Plaintiff argues that the ALJ's hypothetical to the VE violates the Ramirez requirement because of the discrepancy between the ALJ's finding in the area of concentration, persistence or pace, and his limitation in the hypothetical. We disagree with Plaintiff's assertion and find that the hypothetical does not violate Ramirez and its progeny. As Magistrate Judge Perkin wrote in his Report and Recommendation, the ALJ "explicitly accounted for" Plaintiff's limitation in concentration, persistence or pace in the hypothetical presented to the VE. (Report and Recommendation 24.) However, the ALJs in Ramirez and Whack, upon which Plaintiff relies, found that the plaintiffs had moderate difficulties with concentration, persistence or pace, but only limited their hypothetical claimants to simple one to two step tasks, without any mention of the ALJs' findings. See Ramirez, 372 F.3d at 554; Whack, 2008 WL 509210, at *8-9 (collected cases).
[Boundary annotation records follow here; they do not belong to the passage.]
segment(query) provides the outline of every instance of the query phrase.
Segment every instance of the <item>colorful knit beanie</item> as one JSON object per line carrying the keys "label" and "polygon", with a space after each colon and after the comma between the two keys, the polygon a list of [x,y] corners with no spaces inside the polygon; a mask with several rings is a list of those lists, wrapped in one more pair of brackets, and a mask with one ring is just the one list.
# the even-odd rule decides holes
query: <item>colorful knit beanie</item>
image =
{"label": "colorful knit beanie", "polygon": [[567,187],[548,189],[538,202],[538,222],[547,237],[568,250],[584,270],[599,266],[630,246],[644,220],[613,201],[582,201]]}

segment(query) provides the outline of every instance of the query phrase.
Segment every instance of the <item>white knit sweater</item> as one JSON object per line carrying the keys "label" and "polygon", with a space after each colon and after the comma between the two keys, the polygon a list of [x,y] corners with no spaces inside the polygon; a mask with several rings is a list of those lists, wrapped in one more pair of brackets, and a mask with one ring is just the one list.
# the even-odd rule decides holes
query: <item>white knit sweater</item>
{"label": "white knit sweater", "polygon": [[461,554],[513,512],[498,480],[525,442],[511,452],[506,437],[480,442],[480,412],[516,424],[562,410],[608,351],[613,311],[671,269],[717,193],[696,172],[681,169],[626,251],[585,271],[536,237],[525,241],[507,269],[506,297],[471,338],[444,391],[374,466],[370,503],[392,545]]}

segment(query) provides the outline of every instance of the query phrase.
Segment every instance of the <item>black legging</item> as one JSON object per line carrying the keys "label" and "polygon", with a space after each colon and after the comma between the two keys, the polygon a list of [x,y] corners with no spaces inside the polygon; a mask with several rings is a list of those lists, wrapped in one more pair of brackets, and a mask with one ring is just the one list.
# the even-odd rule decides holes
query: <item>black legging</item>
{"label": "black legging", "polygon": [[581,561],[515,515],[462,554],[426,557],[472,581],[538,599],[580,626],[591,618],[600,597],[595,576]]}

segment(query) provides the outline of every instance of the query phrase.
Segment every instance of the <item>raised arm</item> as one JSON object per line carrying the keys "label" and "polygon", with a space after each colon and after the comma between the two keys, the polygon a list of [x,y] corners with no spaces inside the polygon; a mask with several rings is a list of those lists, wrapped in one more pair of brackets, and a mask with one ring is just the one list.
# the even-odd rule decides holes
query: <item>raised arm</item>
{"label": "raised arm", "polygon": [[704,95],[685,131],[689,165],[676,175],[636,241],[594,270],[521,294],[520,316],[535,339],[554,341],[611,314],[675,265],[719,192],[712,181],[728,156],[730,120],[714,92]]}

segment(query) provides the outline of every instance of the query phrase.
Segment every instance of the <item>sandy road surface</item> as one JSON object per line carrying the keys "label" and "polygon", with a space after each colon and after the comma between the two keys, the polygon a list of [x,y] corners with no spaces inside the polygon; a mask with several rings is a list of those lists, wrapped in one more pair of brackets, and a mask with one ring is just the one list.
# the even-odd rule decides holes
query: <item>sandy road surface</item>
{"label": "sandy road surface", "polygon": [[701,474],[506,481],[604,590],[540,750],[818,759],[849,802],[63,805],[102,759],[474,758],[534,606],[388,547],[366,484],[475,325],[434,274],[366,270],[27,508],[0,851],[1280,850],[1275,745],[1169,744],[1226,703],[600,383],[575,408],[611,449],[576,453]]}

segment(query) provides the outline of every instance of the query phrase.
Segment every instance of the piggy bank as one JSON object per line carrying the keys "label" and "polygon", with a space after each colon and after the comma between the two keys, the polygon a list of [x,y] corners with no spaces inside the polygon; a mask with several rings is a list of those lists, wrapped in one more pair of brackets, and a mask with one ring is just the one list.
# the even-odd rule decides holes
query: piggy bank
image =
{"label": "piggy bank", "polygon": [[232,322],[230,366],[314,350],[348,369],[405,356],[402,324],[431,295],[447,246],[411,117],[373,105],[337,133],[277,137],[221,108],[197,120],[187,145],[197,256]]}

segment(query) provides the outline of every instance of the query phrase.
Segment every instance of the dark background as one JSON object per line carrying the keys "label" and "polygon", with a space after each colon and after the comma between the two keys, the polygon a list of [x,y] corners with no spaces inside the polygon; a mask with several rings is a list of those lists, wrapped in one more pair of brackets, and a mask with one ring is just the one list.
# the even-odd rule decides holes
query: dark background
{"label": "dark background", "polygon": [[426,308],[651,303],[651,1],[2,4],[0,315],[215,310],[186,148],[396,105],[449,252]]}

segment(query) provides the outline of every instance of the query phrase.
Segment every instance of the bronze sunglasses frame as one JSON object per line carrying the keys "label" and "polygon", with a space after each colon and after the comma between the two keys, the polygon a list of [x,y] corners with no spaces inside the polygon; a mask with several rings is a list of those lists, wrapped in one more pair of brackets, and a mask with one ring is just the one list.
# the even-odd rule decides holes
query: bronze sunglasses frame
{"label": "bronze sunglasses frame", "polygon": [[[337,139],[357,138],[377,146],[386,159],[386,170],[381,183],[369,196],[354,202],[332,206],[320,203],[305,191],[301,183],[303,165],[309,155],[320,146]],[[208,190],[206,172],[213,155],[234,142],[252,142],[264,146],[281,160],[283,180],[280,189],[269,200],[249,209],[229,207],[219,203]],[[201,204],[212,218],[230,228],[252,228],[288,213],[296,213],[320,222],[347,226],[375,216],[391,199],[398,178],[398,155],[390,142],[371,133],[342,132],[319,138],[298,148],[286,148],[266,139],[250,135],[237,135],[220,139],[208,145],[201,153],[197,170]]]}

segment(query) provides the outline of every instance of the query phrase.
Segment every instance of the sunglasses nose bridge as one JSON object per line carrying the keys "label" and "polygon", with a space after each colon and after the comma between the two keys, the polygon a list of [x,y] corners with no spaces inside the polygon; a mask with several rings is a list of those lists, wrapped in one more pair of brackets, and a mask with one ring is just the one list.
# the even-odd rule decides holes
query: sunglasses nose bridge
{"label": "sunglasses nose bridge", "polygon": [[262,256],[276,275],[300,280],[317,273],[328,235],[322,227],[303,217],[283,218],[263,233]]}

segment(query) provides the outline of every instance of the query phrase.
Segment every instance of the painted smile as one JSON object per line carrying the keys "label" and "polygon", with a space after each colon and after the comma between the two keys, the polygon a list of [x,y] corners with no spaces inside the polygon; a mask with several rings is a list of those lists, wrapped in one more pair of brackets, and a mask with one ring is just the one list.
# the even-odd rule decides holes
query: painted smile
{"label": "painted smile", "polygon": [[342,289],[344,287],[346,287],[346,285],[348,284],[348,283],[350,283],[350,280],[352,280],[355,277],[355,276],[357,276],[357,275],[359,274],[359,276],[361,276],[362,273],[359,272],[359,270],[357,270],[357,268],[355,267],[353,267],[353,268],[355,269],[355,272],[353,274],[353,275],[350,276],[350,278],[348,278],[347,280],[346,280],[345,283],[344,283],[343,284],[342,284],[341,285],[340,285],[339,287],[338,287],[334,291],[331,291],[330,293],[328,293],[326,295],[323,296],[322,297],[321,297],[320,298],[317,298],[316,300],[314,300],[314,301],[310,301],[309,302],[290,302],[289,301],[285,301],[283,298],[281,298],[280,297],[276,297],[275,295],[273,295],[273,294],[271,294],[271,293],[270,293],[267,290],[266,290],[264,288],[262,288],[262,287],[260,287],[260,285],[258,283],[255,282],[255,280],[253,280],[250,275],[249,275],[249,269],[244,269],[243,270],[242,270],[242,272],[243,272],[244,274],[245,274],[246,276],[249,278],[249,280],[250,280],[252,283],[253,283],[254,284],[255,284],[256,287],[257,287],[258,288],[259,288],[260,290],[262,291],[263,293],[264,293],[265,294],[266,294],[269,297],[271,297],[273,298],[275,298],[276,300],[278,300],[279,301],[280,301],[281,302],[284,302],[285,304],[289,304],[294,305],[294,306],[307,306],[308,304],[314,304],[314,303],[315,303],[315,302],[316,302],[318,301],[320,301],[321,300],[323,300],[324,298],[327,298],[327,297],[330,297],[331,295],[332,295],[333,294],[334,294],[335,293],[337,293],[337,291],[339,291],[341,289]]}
Moreover, "Ramirez does not oblige the ALJ to make a verbatim recitation to the VE of the type of limitation the claimant has." Gayton v. Astrue, Civ. No. 08-3667, 2009 WL 1456608, at *2 (E.D. Pa. May 19, 2009) (citing Ramirez, 372 F.3d at 552). The ALJ must only provide limitations which adequately convey the claimant's impairments, which this ALJ's limitations sufficiently do. Id. Despite his finding of "moderate" deficiencies, the ALJ's use of "mild to moderate" in his hypothetical does not misrepresent Plaintiff's mental impairments. See Wind v. Barnhart, 133 F. App'x 684, 694 (11th Cir. 2005) ("[D]espite that the ALJ found that [Plaintiff's] relevant mental limitations were "moderate," his use of the words "limited but satisfactory" and "mild to moderate" [in his hypothetical] did not mis-characterize the degree of [Plaintiff's] mental limitations."). Accordingly, we find that the ALJ's hypothetical was proper and that the VE's response is considered substantial evidence to support the ALJ's decision. See Rutherford v. Barnhart, 399 F.3d at 552.